Does curl vector influence the final destination of a particle?

Question

If we have an $n$ dimensional space ($n>3$) with a continuous $n$-dimensional vector field $\boldsymbol F$ $$\boldsymbol F:\mathbb{R}^n\rightarrow\mathbb{R}^n$$

and for every particle in this hyper-space,

$$d\boldsymbol x=\boldsymbol F dt$$

where $t$ is time.

We assume that the origin is a stable point which means

$$ \forall t'>t\\ \boldsymbol x(t)=\boldsymbol 0 ~~ \Rightarrow ~~\boldsymbol x(t')=\boldsymbol 0 $$

According to Helmholtz decomposition (Helmholtz decomposition extended to the higher dimensions as well as curl),

$$\boldsymbol F=-\nabla\Phi+\nabla\times\boldsymbol A$$

If under rule of $\dot x=-\nabla\Phi$, any particle at any location finally terminates to origin $\boldsymbol 0$

$$\dot x=-\nabla\Phi \Rightarrow \lim_{t\to\infty} \boldsymbol x=\boldsymbol 0$$

then, can someone conclude that, under rule $\dot x=\boldsymbol F$, the particles at any place terminate to the origin too?

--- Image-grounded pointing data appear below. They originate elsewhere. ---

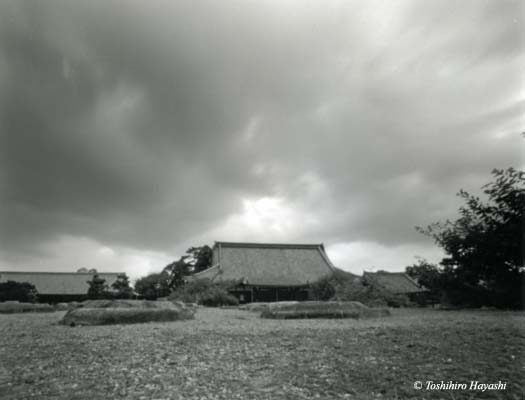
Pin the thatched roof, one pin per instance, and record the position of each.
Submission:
(395, 282)
(268, 264)
(57, 283)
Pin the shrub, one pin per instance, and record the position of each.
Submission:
(18, 291)
(342, 286)
(205, 292)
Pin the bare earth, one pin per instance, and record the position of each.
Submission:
(232, 354)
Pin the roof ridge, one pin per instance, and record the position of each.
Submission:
(61, 273)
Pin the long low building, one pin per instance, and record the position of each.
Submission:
(58, 286)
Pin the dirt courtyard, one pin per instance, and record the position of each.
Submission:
(233, 354)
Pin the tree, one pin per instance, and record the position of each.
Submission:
(196, 259)
(429, 276)
(18, 291)
(122, 287)
(201, 257)
(484, 263)
(154, 286)
(98, 289)
(176, 271)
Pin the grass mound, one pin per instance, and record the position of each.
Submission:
(130, 315)
(11, 307)
(108, 316)
(129, 304)
(106, 312)
(261, 306)
(323, 309)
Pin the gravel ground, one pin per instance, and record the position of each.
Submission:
(232, 354)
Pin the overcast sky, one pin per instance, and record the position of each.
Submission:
(131, 130)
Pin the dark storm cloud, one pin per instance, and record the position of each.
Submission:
(145, 125)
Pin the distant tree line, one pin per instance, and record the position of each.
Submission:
(173, 275)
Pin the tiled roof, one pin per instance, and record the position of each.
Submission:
(268, 264)
(57, 283)
(396, 282)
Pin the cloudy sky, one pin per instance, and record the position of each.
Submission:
(130, 130)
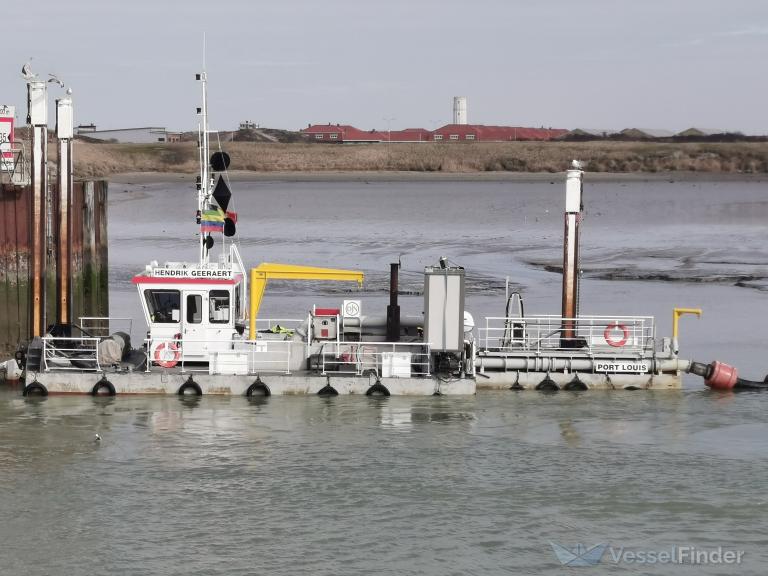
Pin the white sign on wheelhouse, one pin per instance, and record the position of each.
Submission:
(633, 367)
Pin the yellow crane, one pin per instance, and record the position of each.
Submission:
(271, 271)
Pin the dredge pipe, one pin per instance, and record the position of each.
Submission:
(554, 364)
(722, 376)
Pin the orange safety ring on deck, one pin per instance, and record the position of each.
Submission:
(609, 331)
(159, 353)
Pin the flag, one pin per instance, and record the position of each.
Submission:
(212, 221)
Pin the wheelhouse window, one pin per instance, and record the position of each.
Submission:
(194, 308)
(218, 301)
(238, 301)
(163, 306)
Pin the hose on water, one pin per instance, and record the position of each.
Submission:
(721, 376)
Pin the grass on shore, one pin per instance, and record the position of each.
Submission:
(100, 160)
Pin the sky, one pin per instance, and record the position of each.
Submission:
(378, 64)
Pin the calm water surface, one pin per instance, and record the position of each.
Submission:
(352, 485)
(437, 485)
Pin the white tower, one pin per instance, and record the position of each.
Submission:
(459, 109)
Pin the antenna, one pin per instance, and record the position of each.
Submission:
(204, 186)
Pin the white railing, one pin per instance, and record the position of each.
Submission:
(271, 323)
(244, 357)
(60, 353)
(593, 334)
(384, 359)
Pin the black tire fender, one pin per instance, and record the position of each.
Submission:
(190, 385)
(103, 383)
(258, 388)
(35, 388)
(377, 389)
(547, 385)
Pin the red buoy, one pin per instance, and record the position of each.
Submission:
(721, 376)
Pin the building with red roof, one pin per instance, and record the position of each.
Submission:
(343, 133)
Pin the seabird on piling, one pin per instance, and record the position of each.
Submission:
(26, 71)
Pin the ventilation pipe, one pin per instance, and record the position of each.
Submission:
(393, 310)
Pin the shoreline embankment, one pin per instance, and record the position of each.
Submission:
(453, 161)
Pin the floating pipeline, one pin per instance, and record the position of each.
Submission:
(722, 376)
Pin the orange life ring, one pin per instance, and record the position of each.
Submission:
(160, 359)
(609, 330)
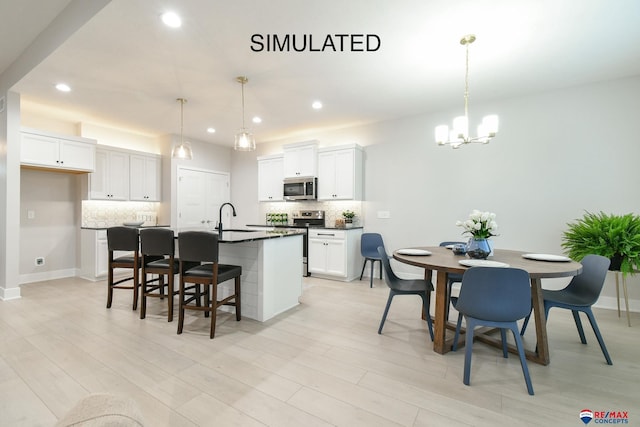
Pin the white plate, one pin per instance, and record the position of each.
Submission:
(416, 252)
(481, 263)
(546, 257)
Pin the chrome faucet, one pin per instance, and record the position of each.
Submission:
(220, 215)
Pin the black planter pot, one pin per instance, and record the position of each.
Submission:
(616, 262)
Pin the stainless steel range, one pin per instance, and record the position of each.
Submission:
(306, 219)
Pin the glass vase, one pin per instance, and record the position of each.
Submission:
(478, 248)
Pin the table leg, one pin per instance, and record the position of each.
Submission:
(440, 320)
(626, 298)
(618, 293)
(537, 300)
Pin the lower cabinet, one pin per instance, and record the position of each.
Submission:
(335, 254)
(94, 254)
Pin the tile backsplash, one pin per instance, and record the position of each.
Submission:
(97, 213)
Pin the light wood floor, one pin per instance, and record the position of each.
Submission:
(319, 364)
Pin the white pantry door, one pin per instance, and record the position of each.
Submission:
(200, 194)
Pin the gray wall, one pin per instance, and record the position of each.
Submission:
(53, 232)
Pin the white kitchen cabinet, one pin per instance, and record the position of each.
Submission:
(144, 177)
(49, 151)
(300, 159)
(94, 255)
(270, 178)
(340, 173)
(334, 254)
(110, 181)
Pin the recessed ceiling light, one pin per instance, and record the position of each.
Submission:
(171, 19)
(63, 87)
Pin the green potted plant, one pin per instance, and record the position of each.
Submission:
(616, 237)
(348, 218)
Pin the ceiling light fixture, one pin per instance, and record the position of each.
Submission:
(63, 87)
(244, 139)
(182, 150)
(459, 135)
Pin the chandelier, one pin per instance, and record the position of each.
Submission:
(244, 139)
(183, 150)
(459, 135)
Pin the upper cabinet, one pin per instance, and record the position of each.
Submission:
(125, 175)
(144, 177)
(270, 178)
(110, 181)
(340, 173)
(301, 159)
(44, 150)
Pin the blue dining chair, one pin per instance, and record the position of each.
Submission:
(497, 298)
(369, 243)
(579, 295)
(398, 286)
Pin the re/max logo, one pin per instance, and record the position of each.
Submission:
(611, 414)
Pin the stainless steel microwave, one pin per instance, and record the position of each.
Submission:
(301, 188)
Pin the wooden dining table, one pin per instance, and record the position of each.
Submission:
(445, 262)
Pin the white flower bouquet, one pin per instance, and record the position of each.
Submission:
(481, 225)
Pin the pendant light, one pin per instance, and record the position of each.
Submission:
(459, 135)
(183, 150)
(244, 139)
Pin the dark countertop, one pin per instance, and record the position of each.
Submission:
(235, 236)
(302, 227)
(142, 226)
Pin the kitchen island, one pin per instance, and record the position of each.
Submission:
(271, 263)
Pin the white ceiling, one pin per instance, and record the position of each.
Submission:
(127, 69)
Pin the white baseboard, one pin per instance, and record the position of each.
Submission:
(611, 304)
(9, 294)
(48, 275)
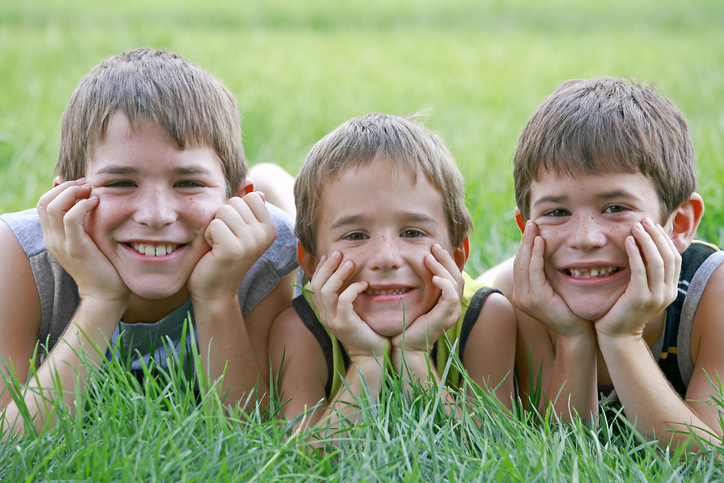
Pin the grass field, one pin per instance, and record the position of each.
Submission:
(477, 69)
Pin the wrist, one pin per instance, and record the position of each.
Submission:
(620, 342)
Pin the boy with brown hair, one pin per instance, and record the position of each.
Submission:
(383, 236)
(608, 270)
(151, 218)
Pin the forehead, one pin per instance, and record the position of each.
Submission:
(148, 145)
(376, 190)
(552, 188)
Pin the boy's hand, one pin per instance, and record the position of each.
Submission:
(655, 264)
(62, 211)
(444, 314)
(534, 295)
(337, 313)
(240, 233)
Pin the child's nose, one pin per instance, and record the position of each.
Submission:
(386, 255)
(588, 233)
(154, 209)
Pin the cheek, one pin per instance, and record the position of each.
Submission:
(200, 214)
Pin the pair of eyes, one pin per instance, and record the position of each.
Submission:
(611, 209)
(408, 233)
(127, 183)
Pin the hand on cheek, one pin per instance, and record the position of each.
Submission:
(62, 211)
(429, 327)
(655, 264)
(336, 311)
(534, 295)
(239, 234)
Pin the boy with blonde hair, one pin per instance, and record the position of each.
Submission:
(383, 236)
(151, 218)
(608, 270)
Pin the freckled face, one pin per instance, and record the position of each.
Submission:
(155, 202)
(584, 221)
(386, 224)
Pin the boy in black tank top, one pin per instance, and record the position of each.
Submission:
(382, 229)
(605, 182)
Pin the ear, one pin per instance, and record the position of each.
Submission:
(461, 253)
(245, 187)
(306, 261)
(685, 220)
(519, 220)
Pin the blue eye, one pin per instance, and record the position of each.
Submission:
(613, 209)
(187, 183)
(121, 183)
(412, 233)
(557, 213)
(355, 236)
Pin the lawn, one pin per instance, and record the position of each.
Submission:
(476, 70)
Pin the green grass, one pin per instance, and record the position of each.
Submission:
(160, 431)
(298, 69)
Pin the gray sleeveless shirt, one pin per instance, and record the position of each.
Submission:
(59, 293)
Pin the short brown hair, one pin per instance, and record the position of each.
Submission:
(406, 145)
(607, 125)
(159, 86)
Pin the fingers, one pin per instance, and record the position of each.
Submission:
(523, 258)
(244, 218)
(53, 205)
(654, 260)
(446, 274)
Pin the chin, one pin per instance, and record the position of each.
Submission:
(154, 291)
(591, 313)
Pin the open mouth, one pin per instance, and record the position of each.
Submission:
(153, 250)
(394, 291)
(595, 272)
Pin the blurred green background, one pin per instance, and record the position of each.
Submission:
(477, 69)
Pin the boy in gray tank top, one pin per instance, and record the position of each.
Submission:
(150, 220)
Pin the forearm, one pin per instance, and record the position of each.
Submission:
(572, 388)
(648, 399)
(224, 347)
(65, 371)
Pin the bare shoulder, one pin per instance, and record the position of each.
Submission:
(707, 339)
(708, 329)
(504, 278)
(20, 303)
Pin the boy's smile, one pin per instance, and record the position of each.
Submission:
(584, 221)
(386, 224)
(155, 202)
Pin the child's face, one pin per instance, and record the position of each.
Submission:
(386, 225)
(584, 221)
(156, 201)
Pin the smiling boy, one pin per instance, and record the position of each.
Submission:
(608, 270)
(383, 236)
(151, 218)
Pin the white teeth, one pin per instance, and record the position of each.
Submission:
(395, 291)
(153, 250)
(592, 273)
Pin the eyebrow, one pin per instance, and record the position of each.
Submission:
(608, 195)
(407, 216)
(127, 170)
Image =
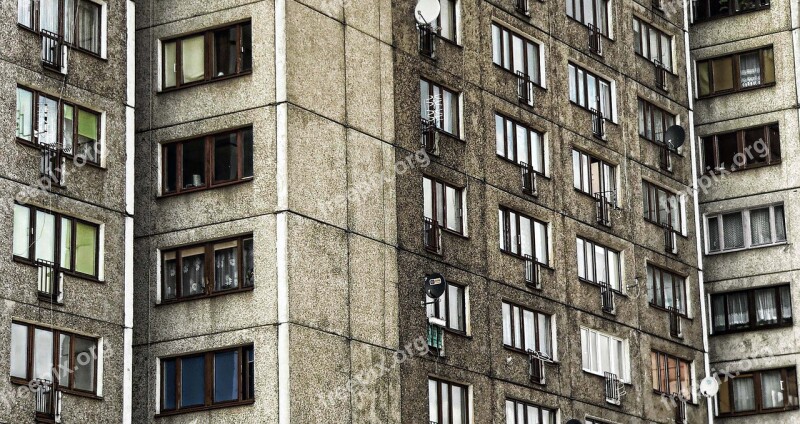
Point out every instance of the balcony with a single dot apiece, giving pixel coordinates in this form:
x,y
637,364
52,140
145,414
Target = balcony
x,y
528,179
612,389
432,235
595,40
430,136
48,402
598,124
524,88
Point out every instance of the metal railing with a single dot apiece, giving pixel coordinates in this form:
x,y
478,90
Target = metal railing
x,y
528,179
595,40
524,88
598,124
431,235
52,50
612,388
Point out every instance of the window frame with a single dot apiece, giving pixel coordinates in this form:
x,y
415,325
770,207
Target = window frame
x,y
208,389
208,269
208,161
736,69
56,333
752,310
208,56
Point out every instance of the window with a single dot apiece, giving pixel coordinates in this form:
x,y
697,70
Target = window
x,y
448,20
652,44
523,236
448,403
735,72
207,162
519,412
70,243
590,12
206,269
710,9
661,206
66,359
598,264
440,107
594,176
205,379
185,60
758,392
666,289
519,143
742,149
444,204
653,121
589,91
526,330
603,353
450,307
671,375
46,120
515,53
76,22
751,309
746,229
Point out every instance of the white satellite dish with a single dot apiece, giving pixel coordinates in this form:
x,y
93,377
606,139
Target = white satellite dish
x,y
427,11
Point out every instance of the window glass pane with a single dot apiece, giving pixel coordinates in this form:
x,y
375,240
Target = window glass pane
x,y
19,350
226,157
193,59
85,360
24,118
226,272
194,163
226,376
85,248
168,384
192,381
170,64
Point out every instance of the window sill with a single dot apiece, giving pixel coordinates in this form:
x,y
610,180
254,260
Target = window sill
x,y
205,408
204,296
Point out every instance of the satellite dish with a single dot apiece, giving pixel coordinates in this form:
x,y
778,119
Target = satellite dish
x,y
427,11
709,387
435,285
674,136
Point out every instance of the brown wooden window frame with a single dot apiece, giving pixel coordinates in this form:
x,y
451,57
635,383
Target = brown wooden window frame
x,y
752,306
735,59
209,51
243,386
58,233
71,153
208,162
57,367
209,276
727,392
710,145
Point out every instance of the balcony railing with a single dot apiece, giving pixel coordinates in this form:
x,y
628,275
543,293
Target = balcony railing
x,y
427,40
607,297
431,235
536,368
595,40
430,136
524,88
52,50
48,401
661,76
612,388
528,179
675,328
598,124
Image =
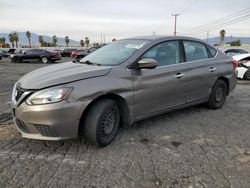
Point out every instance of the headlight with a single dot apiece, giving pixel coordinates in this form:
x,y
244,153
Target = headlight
x,y
48,96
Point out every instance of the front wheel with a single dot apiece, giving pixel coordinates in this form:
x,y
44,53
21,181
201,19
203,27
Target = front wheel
x,y
102,122
44,60
16,60
247,75
218,95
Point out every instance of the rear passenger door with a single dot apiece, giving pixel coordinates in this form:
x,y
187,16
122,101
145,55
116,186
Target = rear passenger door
x,y
201,70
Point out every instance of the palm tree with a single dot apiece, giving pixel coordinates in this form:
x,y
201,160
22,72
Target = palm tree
x,y
40,39
82,43
67,40
11,39
2,42
28,34
16,38
87,41
54,39
222,36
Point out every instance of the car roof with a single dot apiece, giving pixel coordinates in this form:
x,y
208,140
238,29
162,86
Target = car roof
x,y
164,37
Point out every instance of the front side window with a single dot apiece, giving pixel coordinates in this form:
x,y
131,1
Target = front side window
x,y
195,51
212,51
166,53
115,53
242,51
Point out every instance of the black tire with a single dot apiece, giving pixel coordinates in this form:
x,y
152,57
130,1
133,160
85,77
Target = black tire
x,y
247,75
16,60
218,95
44,59
102,122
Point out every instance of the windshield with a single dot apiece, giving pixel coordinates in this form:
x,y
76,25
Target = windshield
x,y
115,53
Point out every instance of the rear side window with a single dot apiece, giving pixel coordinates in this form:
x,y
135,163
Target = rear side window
x,y
211,51
195,51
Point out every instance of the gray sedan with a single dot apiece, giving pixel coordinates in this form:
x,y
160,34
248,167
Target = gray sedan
x,y
123,82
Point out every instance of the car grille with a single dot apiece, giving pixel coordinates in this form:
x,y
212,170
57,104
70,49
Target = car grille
x,y
46,130
21,125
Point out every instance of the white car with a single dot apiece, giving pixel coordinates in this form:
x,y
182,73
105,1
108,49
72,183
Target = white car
x,y
243,66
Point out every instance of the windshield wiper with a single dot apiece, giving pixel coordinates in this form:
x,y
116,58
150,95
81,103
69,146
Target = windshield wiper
x,y
90,63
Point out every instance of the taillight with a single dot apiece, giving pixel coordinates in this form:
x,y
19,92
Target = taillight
x,y
234,63
53,53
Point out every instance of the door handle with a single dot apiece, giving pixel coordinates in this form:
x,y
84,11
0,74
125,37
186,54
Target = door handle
x,y
212,69
179,75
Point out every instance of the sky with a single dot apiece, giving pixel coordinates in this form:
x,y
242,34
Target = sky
x,y
120,18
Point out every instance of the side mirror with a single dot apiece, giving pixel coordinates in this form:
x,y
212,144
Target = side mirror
x,y
148,63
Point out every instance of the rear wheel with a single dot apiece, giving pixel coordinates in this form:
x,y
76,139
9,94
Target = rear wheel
x,y
44,60
102,122
247,75
218,95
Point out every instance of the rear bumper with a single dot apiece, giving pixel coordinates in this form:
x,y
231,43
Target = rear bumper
x,y
55,58
58,121
232,82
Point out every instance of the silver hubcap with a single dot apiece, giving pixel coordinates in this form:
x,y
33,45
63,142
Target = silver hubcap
x,y
219,94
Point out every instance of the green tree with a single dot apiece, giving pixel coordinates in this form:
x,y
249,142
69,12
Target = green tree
x,y
16,38
54,39
87,41
41,41
11,39
3,40
82,43
28,34
67,40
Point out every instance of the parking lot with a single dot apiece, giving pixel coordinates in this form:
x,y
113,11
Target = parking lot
x,y
195,147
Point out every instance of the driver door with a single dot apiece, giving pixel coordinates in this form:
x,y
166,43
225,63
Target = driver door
x,y
162,88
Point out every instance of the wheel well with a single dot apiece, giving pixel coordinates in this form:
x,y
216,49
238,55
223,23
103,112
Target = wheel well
x,y
226,81
122,104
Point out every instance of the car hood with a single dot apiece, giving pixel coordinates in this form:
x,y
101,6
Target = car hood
x,y
60,74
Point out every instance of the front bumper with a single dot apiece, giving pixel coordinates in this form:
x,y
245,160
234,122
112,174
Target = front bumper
x,y
57,121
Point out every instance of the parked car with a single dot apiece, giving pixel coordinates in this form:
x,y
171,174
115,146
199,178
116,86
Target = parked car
x,y
67,52
243,68
3,53
82,54
234,51
35,54
74,53
123,82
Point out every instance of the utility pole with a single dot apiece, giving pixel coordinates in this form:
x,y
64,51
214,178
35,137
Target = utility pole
x,y
175,22
207,35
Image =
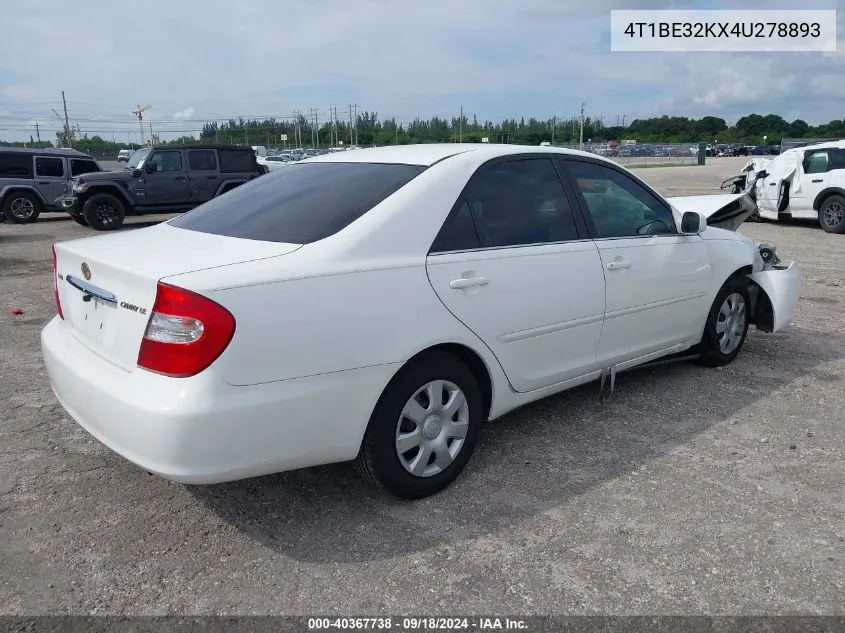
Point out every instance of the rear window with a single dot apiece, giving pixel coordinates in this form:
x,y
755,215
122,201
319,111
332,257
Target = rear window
x,y
15,165
80,166
237,160
300,204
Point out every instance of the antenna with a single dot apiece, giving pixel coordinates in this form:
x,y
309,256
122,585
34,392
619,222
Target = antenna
x,y
139,112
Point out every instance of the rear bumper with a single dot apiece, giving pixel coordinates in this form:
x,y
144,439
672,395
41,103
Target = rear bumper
x,y
783,287
202,430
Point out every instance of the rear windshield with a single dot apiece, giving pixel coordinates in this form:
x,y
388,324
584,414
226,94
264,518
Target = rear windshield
x,y
300,204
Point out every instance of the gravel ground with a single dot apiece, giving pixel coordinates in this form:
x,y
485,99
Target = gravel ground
x,y
693,491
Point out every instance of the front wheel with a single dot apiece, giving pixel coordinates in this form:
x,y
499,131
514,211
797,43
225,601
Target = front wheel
x,y
832,214
727,324
103,212
424,427
21,207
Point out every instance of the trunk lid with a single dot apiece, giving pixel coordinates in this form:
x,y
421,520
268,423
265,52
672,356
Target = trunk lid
x,y
725,211
107,284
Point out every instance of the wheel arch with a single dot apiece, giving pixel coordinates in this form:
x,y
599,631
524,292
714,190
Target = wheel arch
x,y
109,189
824,194
10,189
472,359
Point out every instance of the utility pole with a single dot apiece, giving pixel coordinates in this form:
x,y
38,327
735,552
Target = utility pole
x,y
67,121
139,112
581,136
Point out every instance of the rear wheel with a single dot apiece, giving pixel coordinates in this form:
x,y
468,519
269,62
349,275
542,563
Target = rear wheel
x,y
727,324
424,428
103,212
832,214
21,207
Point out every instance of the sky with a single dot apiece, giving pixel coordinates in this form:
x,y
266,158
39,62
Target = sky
x,y
203,60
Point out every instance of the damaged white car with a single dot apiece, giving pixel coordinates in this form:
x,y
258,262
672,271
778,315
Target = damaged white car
x,y
381,304
802,183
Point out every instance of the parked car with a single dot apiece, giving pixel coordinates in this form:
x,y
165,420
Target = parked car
x,y
802,183
32,179
275,162
380,305
159,180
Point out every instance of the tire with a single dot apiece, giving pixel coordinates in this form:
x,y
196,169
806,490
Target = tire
x,y
103,212
408,392
21,207
832,214
727,305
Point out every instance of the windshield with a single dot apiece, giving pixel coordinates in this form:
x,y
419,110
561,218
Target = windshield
x,y
137,158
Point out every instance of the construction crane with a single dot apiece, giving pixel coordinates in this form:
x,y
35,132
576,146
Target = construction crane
x,y
139,112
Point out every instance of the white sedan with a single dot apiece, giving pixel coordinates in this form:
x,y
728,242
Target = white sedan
x,y
381,304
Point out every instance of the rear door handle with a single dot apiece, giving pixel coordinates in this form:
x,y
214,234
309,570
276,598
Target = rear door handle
x,y
468,282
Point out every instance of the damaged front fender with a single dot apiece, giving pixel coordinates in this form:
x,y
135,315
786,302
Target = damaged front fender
x,y
775,293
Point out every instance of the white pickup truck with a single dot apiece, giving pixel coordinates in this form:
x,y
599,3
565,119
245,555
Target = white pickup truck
x,y
802,183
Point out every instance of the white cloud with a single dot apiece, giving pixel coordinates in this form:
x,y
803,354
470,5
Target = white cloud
x,y
185,114
496,58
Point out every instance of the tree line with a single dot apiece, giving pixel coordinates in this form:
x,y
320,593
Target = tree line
x,y
370,130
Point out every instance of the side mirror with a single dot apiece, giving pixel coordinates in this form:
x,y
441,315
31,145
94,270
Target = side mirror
x,y
693,223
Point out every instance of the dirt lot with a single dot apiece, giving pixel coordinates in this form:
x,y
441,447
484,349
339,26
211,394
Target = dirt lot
x,y
692,491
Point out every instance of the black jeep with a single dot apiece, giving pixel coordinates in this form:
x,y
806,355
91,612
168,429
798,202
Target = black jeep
x,y
167,179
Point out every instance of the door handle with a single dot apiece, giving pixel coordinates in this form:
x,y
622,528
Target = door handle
x,y
468,282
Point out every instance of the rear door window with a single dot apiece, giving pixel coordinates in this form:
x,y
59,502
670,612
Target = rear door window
x,y
15,165
300,204
202,160
237,160
80,166
49,167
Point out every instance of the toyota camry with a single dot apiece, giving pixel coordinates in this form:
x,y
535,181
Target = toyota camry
x,y
379,305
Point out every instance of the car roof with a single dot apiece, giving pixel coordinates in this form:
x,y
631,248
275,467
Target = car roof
x,y
427,154
837,144
56,151
203,146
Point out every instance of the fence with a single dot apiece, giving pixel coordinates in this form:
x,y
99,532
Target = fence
x,y
628,154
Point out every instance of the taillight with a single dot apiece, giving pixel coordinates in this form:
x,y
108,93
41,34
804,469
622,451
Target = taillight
x,y
56,285
185,334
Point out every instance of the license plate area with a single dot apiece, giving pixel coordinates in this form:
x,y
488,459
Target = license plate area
x,y
93,315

$$\dot x=\boldsymbol F=-\nabla\Phi+\nabla\times\boldsymbol A \Rightarrow \lim_{t\to\infty} \boldsymbol x=\boldsymbol 0$$

In another term, does the curl part influence the final destination of the particle?

Answer 1

The following seems to be a rather trivial counterexample:

Set $\Phi = \sum_{i=1}^n x_i^2$, so that $-\nabla\Phi = -2\sum_{i=1}^n x_i\partial_{x_i}$. Its flowlines are given by $e^{-2t}(x_1,\cdots,x_n)$, in particular the $t\to\infty$ limit of any flowline is $0$. For $1\le i,j\le n$ and $i\neq j$, define the $(n-2)$-form $A_{ij} = (x_i^3 - x_i^2)\mathrm dx_1\cdots\widehat{\mathrm dx_i}\cdots\widehat{\mathrm dx_j}\cdots\mathrm dx_n$, where the hats mean that we take the product of all the $\mathrm dx_k$ except for $k = i$ and $k = j$. Then $\mathrm d A_{ij} = \pm (3x_i^2 - 2x_i)\mathrm dx_1\cdots\widehat{\mathrm dx_j}\cdots\mathrm dx_n$, so that the corresponding vector field is $\pm*\mathrm d A_{ij} = (3x_i^2 - 2x_i)\partial_{x_j} =: V_{ij}$. We therefore see that $V_{ij}$ is a curl (which of course follows from $\nabla\cdot V_{ij}= 0$). Then $$ V = -\nabla\Phi + 2\sum_{i=1}^n V_{i+1,i} = \sum_{i=1}^n\big(6x_{i-1}^2 -4x_{i-1} - 2x_i\big)\partial_{x_i} $$ with $V_{n+1,n}:= V_{1,n}$ and $x_{0}:= x_n$ fulfills all the conditions of your theorem. Since it vanishes at $(1,1,\cdots,1)$, the constant path at this point is a flowline of $V$, and in particular this flowline does not converge to $0$.